- Directed by: Lee Thean-jeen
- Written by: Thean-jeen Lee
- Produced by: Pui Yin Chan Peggie Lim Peggy Lim Phillip Lim Soo Wei Toong
- Starring: Ah Niu; Jack Neo; Mark Lee; Huang Wenhong; Rebecca Lim; Jacelyn Tay;
- Cinematography: Joel San Juan
- Edited by: Yim Mun Chong
- Music by: Kavin Hoo
- Production company: Homerun Asia
- Release date: 3 February 2011;
- Running time: 97 minutes
- Country: Singapore
- Languages: English Mandarin
- Budget: $1.5 million

= Homecoming (2011 film) =

Homecoming (笑着回家), is a 2011 Singaporean and Malaysian comedy film directed by Lee Thean-jeen.

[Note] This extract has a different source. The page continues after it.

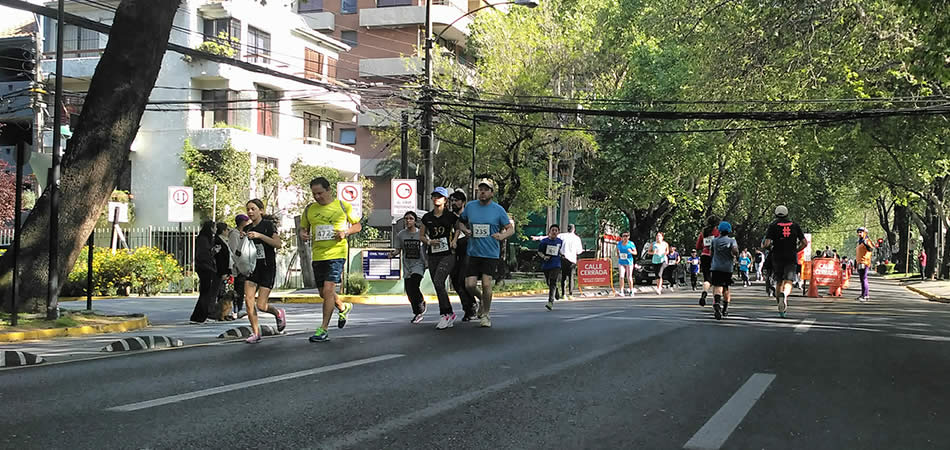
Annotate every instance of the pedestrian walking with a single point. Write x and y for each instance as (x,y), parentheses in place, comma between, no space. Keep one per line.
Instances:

It was Lee's debut feature film.

==Plot==
Ah Meng and his mother, Karen Neo, travel to Kuala Lumpur for a Chinese New Year reunion dinner.

Newly-wed couple Boon and Jamie aim to head off to Bali right after their family's reunion dinner, which cannot begin until all of the guests arrive.

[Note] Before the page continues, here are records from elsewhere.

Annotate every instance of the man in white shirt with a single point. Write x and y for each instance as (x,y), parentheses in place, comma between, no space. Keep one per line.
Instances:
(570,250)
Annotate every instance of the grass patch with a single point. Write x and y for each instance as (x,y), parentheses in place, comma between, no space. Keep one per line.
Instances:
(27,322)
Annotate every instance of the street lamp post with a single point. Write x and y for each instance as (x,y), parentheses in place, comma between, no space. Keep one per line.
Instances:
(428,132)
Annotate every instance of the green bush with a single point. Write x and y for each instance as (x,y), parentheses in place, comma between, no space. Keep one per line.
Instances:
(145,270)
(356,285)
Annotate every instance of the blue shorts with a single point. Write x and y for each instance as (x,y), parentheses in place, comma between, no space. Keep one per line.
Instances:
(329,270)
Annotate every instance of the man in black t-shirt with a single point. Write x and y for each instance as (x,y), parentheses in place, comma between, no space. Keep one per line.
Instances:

Chef Daniel Koh neglects his daughter Mindy as he prepares dishes for customers. When his fiery temper results in the resignation of several assistant chefs, he requires the help of restaurant manager Fei Fei.

==Cast==
- Ah Niu as Ah Meng
- Jack Neo as Karen Neo
- Mark Lee as Daniel Koh
- Huang Wenhong as Boon
- Rebecca Lim as Jamie
- Koe Yeet as Mindy
- Jacelyn Tay as Fei Fei
- Afdlin Shauki as taxi driver
- Liu Lingling

==Release==
It released in theatres in Singapore on 3 February 2011, the first day of Chinese New Year.

==Reception==
Yong Shu Hoong of My Paper rated the film 3.5 stars out of 5, writing "Of course, a little sentimentality is inevitable in a Chinese New Year comedy. And messages about the importance of family and tradition may, at times, border dangerously on heavy-handedness. Still, the overall effect is a wholesome feel-good movie that is not only well-paced, entertaining and (as its Chinese title suggests) brimming with laughter, but also has its heart in all the right places." Dylan Tan of The Business Times rated the film B+, calling it "heartfelt, well-made and well-observed". The Straits Times rated the film 2.5 stars out of five and 3.5 stars out of five for the festive index, stating "It is hard to quibble with the well-meaning sentiments here – the importance of family and spending time with them – but writer-director Lee Thean-jeen's debut feature feels a tad heavy-handed."